Porque en en este país a la refri le llaman heladera. Porque a pesar de los años aquí, aún no sé dónde quedan las cosas, ni qué marcas son buenas, ni en qué tiendas comprar. Porque no me aceptan mis tarjetas, y porque aquí la gente grita para hablar, y aunque intento no tomármelo personal, aún me hace sentir mal. Lloré porque el encargado del edificio me vio intentando hacer entrar una mesa en el elevador y me dio vergüenza que presenciara mi torpeza. Porque tuve que fingir que mi exnovio vivía conmigo porque mi papelería no era suficiente para firmar el contrato sola. Porque no pude reparar la canilla del lavamanos.
Por estos tres años que no han dado tregua. Porque estoy a punto de cumplir los 27 y mientras el agua corría por todo el baño lo único que quería era gritarle a papá que viniera. Que me arreglara el gas, y el agua, y la vida. Que Mario estuviera acá, que se subiera él a la escalera y pagara las expensas.
Lloré porque quiero volver el tiempo atrás y porque me gustaría que me dijeran qué hacer.
Nunca llegué a preguntarle a Alba si a ella le dolía crecer. Si era por eso que siempre trataba de irse lejos, de empezar de cero cada tanto. En Egipto, en España, en Nepal, en Perú, en Atitlán. Me hubiese gustado preguntarle si, como yo, tenía miedo. Si alguna vez lloró cuando algo dejó de funcionarle, o cuando no tenía con qué prepararse un té. Si también le costaba dejar tanto a quién amó. Si estaba harta que le preguntaran de dónde era su acento. Si estaba cansada de moverse tanto, de meter la vida en una maleta. Si a ella Guatemala también le dolía tanto, y el hambre, la injusticia y la impotencia.

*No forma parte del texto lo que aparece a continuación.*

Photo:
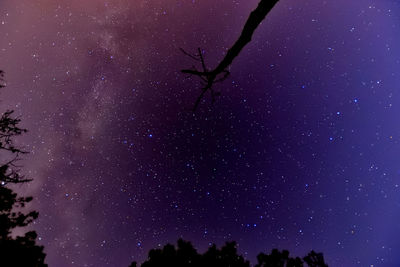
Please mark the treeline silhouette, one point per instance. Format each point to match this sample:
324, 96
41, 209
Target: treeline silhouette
185, 255
19, 251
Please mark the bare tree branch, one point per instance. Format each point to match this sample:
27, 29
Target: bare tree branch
210, 77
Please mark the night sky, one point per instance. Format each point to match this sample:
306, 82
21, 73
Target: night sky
301, 151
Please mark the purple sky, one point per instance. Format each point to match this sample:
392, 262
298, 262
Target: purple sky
301, 151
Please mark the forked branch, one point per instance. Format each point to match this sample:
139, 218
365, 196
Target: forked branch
220, 73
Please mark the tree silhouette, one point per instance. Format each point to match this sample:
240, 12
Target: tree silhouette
221, 72
185, 255
20, 251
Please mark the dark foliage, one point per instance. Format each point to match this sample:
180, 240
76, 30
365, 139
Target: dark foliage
20, 251
185, 255
211, 76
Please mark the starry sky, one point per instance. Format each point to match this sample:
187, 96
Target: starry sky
300, 152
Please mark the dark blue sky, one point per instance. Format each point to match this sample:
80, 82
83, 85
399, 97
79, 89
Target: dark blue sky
300, 152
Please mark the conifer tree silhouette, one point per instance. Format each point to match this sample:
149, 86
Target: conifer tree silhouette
20, 251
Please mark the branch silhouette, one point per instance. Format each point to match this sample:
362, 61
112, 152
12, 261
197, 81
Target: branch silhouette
220, 73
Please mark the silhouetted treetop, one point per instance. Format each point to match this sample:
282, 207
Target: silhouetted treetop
20, 251
185, 255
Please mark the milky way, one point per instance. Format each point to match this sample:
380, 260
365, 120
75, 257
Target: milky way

Me pregunto si el día que murió estaba sufriendo por crecer. Si por eso no sintió el olor del gas o creyó que no era para tanto. Si intuía que H se iba a casar con alguien más, y estaba triste. Si aún le hablaba cuando se sentía sola. Si se arrepentía después de hacerlo.
Me hubiese gustado contestarle ese mensaje que no le contesté y que creciéramos juntas.
***
En unos días cumplo 27 años, rebasé la edad que tenía Alba cuando tuvo el accidente.
Cada vez me hago más adulta, y me pregunto si alguna vez crecer dejará de doler.
Alba es mi amiga,
Alba es nuestra amiga
A Alba ya no le duele crecer.
Muy buen texto, La Desvelada! Si todos pudieramos desnudarnos así, seguro que entenderíamos mejor que las sonrisas de las redes sociales solo son máscaras.